Page:Œuvres complètes de Frédéric Bastiat, Guillaumin, 1.djvu/521

Cette page a été validée par deux contributeurs.

À MM. LES ÉLECTEURS


DE L’ARRONDISSEMENT DE SAINT-SÉVER (1846).


Mes chers Compatriotes,

Encouragé par quelques-uns d’entre vous à me présenter aux prochaines élections, et voulant pressentir le concours sur lequel je pouvais compter, je me suis adressé à quelques électeurs. Hélas ! l’un me trouve trop avancé, l’autre pas assez ; celui-ci rejette mes opinions anti-universitaires, celui-là mes répugnances algériennes, qui mes convictions économiques, qui mes vues de réforme parlementaire, etc.

Ceci prouve que la meilleure tactique, pour un candidat, c’est de cacher ses opinions, ou, pour plus de sûreté, de n’en point avoir, et de s’en tenir prudemment au banal programme : « Je veux la liberté sans licence, l’ordre sans tyrannie, la paix sans honte et l’économie sans compromettre aucun service. »
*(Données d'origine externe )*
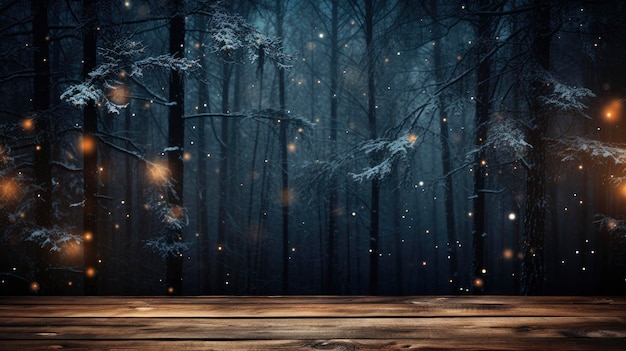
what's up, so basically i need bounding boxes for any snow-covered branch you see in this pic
[24,226,82,252]
[351,133,418,182]
[560,136,626,166]
[208,5,292,69]
[467,116,531,162]
[61,39,200,114]
[540,75,595,116]
[144,235,189,259]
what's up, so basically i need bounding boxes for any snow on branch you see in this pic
[351,133,418,182]
[560,136,626,166]
[540,75,595,115]
[24,226,82,252]
[468,115,531,161]
[61,38,199,114]
[208,5,292,69]
[131,54,199,77]
[144,235,189,259]
[559,136,626,184]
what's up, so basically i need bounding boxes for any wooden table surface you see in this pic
[0,295,624,350]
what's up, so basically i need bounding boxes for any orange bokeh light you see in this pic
[106,84,130,105]
[82,136,96,154]
[502,248,514,260]
[85,267,97,278]
[22,118,34,131]
[148,162,169,183]
[0,180,18,200]
[603,99,623,122]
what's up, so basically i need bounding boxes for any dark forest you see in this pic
[1,0,625,296]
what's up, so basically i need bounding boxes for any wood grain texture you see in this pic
[0,296,624,350]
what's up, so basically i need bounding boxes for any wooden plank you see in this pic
[1,338,625,351]
[0,296,624,350]
[0,296,623,318]
[1,316,625,340]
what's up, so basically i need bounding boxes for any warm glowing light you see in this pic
[22,118,34,131]
[473,278,484,288]
[502,249,514,260]
[85,267,96,278]
[148,162,169,183]
[106,84,130,105]
[65,241,81,257]
[35,145,42,151]
[82,136,96,154]
[619,182,626,197]
[84,231,93,242]
[407,133,418,144]
[167,286,175,294]
[183,152,192,161]
[29,281,40,292]
[287,143,297,152]
[0,180,18,200]
[607,220,617,230]
[603,99,623,122]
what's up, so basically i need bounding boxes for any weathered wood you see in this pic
[0,296,624,350]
Comme je n’aspire nullement à surprendre votre mandat, je continuerai à vous exposer sincèrement mes pensées, dussé-je par là m’aliéner encore bien des suffrages. Veuillez m’excuser si le besoin d’épancher des convictions qui me pressent me fait dépasser les limites que l’usage assigne aux professions de foi.

J’ai vu beaucoup de conservateurs, je me suis entretenu avec beaucoup d’hommes de l’opposition, et je crois pouvoir affirmer que ni l’un ni l’autre de ces deux grands partis qui divisent le parlement n’est satisfait de lui-même.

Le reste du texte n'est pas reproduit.